Let's see how we could use this in a route handler now:

…
server.route({
  path: '/hello/{name}',
  method: 'GET',
  handler: function (request, reply) {
    const name = request.params.name;
    return server.methods.getHello(name, reply);
  }
});
…

Here we call the server method and pass the reply as the server method callback, which means not too much extra complexity has been added to the route handler in order to add an in-memory server-side cache here.

The huge advantage of this is now that if an in-memory cache wasn't suitable for your needs, you could add a different default cache engine using some of the other catbox adapters, and you wouldn't need to update any server methods or route handler code.

It's worth noting here that in order to test or use your cache, unlike earlier where we could test with server.inject(), you must have started your server or at least called server.initialize(). This can be a common source of frustration when adding or testing the cache functionality.

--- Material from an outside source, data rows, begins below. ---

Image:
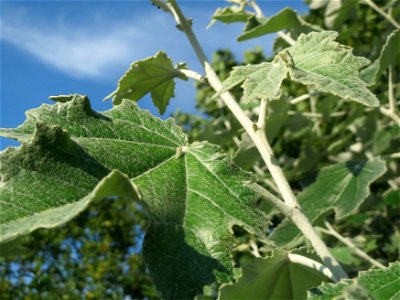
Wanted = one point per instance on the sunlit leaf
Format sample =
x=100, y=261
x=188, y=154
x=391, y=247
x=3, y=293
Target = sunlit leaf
x=327, y=66
x=193, y=195
x=153, y=75
x=341, y=187
x=382, y=284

Let's now look at a more real-world example. Let's modify our user store example so that for the GET route where we retrieve a user from the database, it will now cache this in memory so that all future requests for the same user will be retrieved from the cache instead of querying the database every time.

As we saw with the previous example, adding the caching functionality doesn't look too complicated. Here, we will register a server method with cache configuration for the getUser function, then update our route handler to call the server method instead of the getUser function directly. Let's look at what this looks like now. First, we will add the server method for the getUser function:

…
server.method('getUser', getUser, {
  cache: {
    expiresIn: 30 * 1000,
    generateTimeout: 1000
  }
});
…

Next we make the update to the GET route handler for calling our new server method:

…
handler: function (request, reply) {
  const userId = request.params.userId;
  server.methods.getUser(userId, (err, user) => {
    if (!user) {
      return reply(Boom.notFound());
    }
    return reply(user);
  });
},
…

So, as we saw with the previous example, it's not very difficult to add some simple caching to our applications, even for more real-world examples. The complete example can be found in the examples for this chapter in the Getting Started with hapi.js repository on GitHub (https://github.com/johnbrett/Getting-Started-with-hapi.js). I encourage you to run this one and test it out, as I've added some console.log() messages to the example to show which requests actually hit the database and which are returned just from the in-memory cache.

While this example is much closer to how caching would be used in the real world, there are still some problems that are left unsolved. If you think about adding UPDATE or DELETE routes to this user store API, you would need methods to invalidate the cache for a user. Without those, we would return out-of-date content for the duration for which the response was in the cache.

For this, we use the drop() method that is added when we create a server method. In a sample UPDATE or DELETE route handler, this would work something like the following:

…
handler: function (request, reply) {
  const userId = request.params.userId;
  // perform update or delete logic
  server.methods.getUser.cache.drop(userId, () => {
    console.log('user removed from cache ... ');
    return reply({ message: 'user removed from cache!' });
  });
},
…

Cache invalidation can actually become a very complex topic in applications, as there is no silver-bullet solution that can be used for every application. While my goal was not to cover caching completely here, as it is quite a large topic on its own, I hope I have given you enough to think about here so that when you build your applications, you'll have a good starting point for adding a layer of server-side caching with hapi.